From: jrc <jrccea@bellsouth.net>
Subject: Re: Patagium attachment Was: Re: Pterosaur.net
To: davidpeters@att.net, "Mark Witton" <Mark.Witton@port.ac.uk>
Cc: dinosaur@usc.edu, "Mike Hanson" <mhanson54@comcast.net>
Date: Tuesday, January 19, 2010, 8:10 AM
This might be a good place to mention
that although pterosaurs could and almost certainly did use
wing retraction to reduce profile drag, it doesn't work
quite the same way as in birds and bats. In
pterosaurs, there is an additonal requirement to reconfigure
the inner wing appropriately to control the nonlinear
interaction between the inner wing tension (both spanwise
and chordwise) and the outer wing tension. For
example, if the inner wing membrane is allowed to slacken
during the retraction, then the outer wing will slacken to a
lesser degree thereby increasing the outer wing pressure
jump which increases the outer wing camber, requiring that
the aoa of the outer wing be reduced, which moves the line
of maximum membrane camber aftward.

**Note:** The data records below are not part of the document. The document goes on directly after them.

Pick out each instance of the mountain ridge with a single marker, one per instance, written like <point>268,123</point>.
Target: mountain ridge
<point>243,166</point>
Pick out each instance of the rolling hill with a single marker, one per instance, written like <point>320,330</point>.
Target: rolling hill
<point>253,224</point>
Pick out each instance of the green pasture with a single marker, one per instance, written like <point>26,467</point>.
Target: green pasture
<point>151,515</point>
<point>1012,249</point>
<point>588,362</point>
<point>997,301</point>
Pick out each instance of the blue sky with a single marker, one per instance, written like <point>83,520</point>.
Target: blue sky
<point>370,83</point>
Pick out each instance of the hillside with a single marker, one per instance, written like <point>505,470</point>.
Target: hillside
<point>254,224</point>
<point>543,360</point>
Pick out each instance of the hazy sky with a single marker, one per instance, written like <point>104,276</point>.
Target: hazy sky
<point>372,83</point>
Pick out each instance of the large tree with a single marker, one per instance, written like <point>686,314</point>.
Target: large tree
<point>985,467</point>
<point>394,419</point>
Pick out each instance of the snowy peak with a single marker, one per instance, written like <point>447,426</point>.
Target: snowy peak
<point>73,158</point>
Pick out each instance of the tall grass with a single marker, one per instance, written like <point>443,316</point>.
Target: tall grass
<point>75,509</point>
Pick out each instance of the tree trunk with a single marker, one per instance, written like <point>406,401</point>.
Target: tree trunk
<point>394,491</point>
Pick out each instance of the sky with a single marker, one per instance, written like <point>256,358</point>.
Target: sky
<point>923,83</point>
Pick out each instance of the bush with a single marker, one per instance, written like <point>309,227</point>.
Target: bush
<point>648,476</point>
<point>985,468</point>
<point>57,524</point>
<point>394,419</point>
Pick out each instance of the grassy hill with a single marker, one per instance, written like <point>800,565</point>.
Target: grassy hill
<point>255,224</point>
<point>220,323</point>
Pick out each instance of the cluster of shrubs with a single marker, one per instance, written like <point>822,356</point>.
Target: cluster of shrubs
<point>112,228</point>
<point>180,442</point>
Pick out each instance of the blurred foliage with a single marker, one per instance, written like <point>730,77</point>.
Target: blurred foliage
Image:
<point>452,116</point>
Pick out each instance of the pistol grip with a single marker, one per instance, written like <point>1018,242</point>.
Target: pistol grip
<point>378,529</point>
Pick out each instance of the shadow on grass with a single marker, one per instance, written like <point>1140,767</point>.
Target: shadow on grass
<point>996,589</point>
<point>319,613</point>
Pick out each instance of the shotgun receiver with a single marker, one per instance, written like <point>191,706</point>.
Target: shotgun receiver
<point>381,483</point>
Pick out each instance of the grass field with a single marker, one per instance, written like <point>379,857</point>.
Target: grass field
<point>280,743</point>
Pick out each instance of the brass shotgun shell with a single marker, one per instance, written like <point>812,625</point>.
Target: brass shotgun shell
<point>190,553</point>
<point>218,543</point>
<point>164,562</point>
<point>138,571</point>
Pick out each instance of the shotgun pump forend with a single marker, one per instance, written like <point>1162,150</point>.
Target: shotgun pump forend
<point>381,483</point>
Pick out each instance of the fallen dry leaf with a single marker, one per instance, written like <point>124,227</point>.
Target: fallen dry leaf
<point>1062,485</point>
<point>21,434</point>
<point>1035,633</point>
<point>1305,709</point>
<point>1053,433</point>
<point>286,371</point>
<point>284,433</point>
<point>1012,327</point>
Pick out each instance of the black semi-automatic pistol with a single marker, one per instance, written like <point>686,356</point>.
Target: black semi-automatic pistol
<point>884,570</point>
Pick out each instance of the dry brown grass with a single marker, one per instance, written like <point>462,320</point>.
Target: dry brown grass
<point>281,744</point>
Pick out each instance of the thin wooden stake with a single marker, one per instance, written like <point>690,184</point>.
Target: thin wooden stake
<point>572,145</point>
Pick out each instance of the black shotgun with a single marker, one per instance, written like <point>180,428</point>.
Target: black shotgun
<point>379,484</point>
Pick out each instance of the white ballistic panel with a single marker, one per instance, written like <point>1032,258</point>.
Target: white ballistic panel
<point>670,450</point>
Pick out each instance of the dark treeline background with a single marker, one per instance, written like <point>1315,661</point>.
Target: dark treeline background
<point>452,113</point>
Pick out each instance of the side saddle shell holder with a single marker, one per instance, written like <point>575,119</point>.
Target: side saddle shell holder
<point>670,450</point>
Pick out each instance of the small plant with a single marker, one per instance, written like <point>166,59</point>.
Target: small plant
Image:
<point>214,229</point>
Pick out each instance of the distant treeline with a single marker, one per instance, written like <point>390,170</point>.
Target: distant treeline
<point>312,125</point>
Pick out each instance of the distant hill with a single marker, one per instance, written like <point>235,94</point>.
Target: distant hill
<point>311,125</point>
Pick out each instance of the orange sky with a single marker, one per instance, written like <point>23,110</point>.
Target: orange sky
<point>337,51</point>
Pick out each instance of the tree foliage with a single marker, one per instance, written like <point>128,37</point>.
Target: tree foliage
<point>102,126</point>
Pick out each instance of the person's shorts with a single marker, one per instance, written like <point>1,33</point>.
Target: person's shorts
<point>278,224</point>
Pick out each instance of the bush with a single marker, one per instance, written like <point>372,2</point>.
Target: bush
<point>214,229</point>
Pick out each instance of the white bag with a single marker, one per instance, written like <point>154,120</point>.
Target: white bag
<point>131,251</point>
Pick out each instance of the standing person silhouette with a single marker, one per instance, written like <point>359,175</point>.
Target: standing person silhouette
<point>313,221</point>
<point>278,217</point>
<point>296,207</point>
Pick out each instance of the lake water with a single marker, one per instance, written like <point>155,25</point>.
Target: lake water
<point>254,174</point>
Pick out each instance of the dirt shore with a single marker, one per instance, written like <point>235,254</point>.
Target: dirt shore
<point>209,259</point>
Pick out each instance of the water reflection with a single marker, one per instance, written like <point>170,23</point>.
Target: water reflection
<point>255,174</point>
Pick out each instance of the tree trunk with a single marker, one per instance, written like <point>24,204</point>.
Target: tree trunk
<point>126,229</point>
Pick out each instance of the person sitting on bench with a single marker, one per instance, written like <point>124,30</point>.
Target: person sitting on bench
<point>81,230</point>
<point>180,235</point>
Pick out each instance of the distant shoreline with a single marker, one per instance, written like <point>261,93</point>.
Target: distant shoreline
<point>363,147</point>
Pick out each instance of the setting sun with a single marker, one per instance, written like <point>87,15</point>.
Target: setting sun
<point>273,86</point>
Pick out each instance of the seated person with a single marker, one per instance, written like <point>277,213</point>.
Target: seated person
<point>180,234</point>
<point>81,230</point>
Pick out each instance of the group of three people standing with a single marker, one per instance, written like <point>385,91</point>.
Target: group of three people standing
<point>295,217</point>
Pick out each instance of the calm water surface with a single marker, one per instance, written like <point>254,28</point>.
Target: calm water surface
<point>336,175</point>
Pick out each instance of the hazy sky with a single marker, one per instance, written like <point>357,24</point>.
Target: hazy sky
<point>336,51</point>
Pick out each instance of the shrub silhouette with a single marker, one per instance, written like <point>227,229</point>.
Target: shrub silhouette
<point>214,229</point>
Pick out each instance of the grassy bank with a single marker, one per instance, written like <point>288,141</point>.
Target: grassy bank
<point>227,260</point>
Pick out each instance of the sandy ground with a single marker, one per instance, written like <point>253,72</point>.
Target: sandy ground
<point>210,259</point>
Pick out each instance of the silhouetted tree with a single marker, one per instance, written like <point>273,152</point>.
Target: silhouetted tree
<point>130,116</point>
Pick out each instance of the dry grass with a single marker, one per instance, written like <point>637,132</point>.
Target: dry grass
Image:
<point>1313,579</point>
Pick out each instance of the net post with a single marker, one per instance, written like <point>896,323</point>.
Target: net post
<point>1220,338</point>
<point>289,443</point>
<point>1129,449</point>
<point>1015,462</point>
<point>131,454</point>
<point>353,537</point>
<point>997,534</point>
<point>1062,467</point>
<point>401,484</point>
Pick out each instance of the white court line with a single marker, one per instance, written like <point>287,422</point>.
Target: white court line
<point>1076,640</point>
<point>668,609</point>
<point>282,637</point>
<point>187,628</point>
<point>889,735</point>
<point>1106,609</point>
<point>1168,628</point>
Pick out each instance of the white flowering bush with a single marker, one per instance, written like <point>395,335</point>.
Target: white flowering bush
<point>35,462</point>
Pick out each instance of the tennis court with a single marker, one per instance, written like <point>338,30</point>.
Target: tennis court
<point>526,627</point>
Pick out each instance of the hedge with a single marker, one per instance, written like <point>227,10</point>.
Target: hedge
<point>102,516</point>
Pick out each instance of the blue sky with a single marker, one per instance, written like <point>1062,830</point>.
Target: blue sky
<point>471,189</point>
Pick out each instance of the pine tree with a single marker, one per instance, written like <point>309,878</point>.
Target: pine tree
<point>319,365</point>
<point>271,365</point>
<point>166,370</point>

If left
uncompensated, this can reduce the flutter margin and will
not necessarily reduce profile drag. Increasing the
inner wing tension of the retracted wings during a dive by
use of hindlimb positioning has implications for uropatagium
tension, flutter, and drag that put constraints on the
articular positioning of the hindlimbs so that neither the
wing nor the uropatagium will flutter. There are
several ways the animal can accomplish this, and several
other ways that will keep one of the surfaces from
fluttering while triggering flutter in the other. I've
not looked at Mark's drawing to see if his positioning
appears to comply with the constraints -- I'm simply
using this as an opportunity to point out that the
relationships are quite nonlinear. For example,
folding at the metacarpophalangeal joint will require
simultaneous anterior deflection of the pteroid in order to
constrain the reduction in tension of the outer wing and its
associated increase in pressure jump and camberline
reshaping (which can be done). These things ain't
airplanes, birds, or bats and one should not emulate the
others too closely when working on pterosaur flight
mechanics.
JimC

----- Original Message ----- From: "David Peters" <davidpeters@att.net>
To: "Mark Witton" <Mark.Witton@port.ac.uk>
Cc: <dinosaur@usc.edu>;
"Mike Hanson" <mhanson54@comcast.net>
Sent: Monday, January 18, 2010 9:57 PM
Subject: Re: Patagium attachment Was: Re: Pterosaur.net


>> As for the
>> posture of the legs in the Darwinopterus image,
the animal is meant to
>> be diving, swooping its wings back and narrowing
the uropatagia to
>> lessen the wing area and minimise profile drag:
why not use the legs as
>> extra control devices to alter the shape of the
wings?
>
> Sorry, I didn't understand the dive concept. For me a
diving pterosaur, like a diving bird and bat, would have
folded its wings posteriorly at the metacarpophalangeal
joint. I thought Darwinopterus was raising the wingtips in a
V shape. If it IS diving, it is overextending the elbow and
the fully deployed and limp brachiopatagia are going to
flutter like a flag on a speeding car IMHO.